By Avishay Artsy on Wednesday, December 24, 2008.

The cellphone has pretty much killed off a number of once-ubiquitous devices, including the pager, pocket calculator, alarm clock, and land line phone (Wired came up with a dozen now-obsolete gadgets, see here and here).

Add to that list the wristwatch, which was a standard accessory before you could simply flip open your phone to see the time. Watches seem quaint now, a device operated by springs and gears fastened to your arm by leather straps. But as The Boston Phoenix reports, two architects are creating a monument to the antiquated contraptions now winding their way to obscurity.

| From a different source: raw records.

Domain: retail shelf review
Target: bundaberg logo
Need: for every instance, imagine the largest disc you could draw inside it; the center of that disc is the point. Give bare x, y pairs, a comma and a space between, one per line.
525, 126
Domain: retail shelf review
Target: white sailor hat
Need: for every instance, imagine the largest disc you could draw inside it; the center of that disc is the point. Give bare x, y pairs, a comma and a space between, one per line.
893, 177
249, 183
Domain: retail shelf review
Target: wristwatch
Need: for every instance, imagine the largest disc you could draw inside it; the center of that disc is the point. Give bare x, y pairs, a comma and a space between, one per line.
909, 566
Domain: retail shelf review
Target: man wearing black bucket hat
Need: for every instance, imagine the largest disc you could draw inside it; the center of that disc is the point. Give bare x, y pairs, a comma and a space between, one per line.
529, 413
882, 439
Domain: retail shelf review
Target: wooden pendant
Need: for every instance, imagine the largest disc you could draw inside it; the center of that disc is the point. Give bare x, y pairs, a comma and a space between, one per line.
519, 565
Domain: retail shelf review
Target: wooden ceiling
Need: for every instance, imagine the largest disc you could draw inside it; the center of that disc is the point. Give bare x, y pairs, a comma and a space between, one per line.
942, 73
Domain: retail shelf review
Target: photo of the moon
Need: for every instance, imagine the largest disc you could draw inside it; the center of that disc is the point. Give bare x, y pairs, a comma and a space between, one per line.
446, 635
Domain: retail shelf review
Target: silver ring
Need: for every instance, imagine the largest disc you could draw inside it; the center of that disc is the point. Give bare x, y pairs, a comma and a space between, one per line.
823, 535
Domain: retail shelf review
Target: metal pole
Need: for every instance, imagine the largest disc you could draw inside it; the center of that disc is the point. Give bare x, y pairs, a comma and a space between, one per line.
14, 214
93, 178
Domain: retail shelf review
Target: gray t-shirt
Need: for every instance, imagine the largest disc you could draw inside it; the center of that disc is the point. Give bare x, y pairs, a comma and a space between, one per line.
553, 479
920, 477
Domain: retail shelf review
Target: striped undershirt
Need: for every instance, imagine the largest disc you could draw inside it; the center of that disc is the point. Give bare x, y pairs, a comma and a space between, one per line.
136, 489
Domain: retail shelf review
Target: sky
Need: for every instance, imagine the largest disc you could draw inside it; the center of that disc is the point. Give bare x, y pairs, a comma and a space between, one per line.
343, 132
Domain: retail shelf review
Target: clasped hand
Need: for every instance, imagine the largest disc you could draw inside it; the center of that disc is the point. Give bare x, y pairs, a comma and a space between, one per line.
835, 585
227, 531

Keith Moskow and Robert Linn, principals of the Boston architectural firm Moskow Linn, have launched the Thousand Watch Project. They've posted ads on Craigslist pages around the world soliciting other people's watches. Each one they receive is tagged, inscribed with a short donor-supplied epitaph, photographed, and uploaded to the Web page. They've so far amassed close to 400, and once they reach a thousand, Moskow and Linn plan to exhibit the watches dangling from the linings of 20 trench coats, before donating the collection to the Smithsonian.

They also hope to answer the question of why it is difficult for people to throw out their old wristwatches - whether it's because we wear them so close to our skin that they become like appendages, or perhaps because they remind us of all the moments in our lives we've watched tick by.